Regulation of the Histone Demethylase JMJD1A by Hypoxia-Inducible Factor 1α Enhances Hypoxic Gene Expression and Tumor Growth▿†

Division of Radiation and Cancer Biology, Department of Radiation Oncology, Center for Clinical Sciences Research, Stanford University, Stanford, CA 94303-5152, USA.
Molecular and Cellular Biology (Impact Factor: 4.78). 10/2009; 30(1):344-53. DOI: 10.1128/MCB.00444-09
Source: PubMed


The hypoxia-inducible transcription factors (HIFs) directly and indirectly mediate cellular adaptation to reduced oxygen tensions.
Recent studies have shown that the histone demethylase genes JMJD1A, JMJD2B, and JARID1B are HIF targets, suggesting that HIFs indirectly influence gene expression at the level of histone methylation under hypoxia.

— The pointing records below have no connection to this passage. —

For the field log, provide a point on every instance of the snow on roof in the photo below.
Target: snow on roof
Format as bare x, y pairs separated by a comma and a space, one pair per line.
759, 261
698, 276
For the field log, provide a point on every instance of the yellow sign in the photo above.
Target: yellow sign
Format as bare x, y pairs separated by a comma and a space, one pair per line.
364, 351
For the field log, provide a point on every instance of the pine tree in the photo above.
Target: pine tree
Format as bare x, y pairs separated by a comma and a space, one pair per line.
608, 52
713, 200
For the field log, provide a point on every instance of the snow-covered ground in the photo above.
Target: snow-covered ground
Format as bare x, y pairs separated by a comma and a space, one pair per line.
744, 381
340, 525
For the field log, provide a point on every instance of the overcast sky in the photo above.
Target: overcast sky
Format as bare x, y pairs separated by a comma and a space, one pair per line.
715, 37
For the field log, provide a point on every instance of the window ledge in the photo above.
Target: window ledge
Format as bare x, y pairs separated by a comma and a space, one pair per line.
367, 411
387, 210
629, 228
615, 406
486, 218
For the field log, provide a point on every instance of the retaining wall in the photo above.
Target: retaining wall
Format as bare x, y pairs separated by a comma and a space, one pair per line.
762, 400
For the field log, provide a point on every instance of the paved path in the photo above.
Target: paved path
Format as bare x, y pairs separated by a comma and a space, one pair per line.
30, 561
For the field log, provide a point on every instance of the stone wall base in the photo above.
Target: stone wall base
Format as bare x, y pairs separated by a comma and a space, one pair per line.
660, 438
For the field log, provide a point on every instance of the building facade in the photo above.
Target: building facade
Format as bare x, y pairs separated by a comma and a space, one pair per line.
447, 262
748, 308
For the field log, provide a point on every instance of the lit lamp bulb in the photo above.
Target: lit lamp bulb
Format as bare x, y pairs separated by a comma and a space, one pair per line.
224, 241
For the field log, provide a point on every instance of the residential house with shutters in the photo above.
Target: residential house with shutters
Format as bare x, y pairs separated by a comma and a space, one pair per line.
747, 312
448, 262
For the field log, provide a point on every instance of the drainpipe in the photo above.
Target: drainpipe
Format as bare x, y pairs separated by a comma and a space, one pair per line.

In this study, we identify a subset of hypoxia-inducible genes that are dependent on JMJD1A in both renal cell and colon carcinoma
cell lines. JMJD1A regulates the expression of adrenomedullin (ADM) and growth and differentiation factor 15 (GDF15) under hypoxia by decreasing
promoter histone methylation. In addition, we demonstrate that loss of JMJD1A is sufficient to reduce tumor growth in vivo, demonstrating that histone demethylation plays a significant role in modulating growth within the tumor microenvironment.
Thus, hypoxic regulation of JMJD1A acts as a signal amplifier to facilitate hypoxic gene expression, ultimately enhancing
tumor growth.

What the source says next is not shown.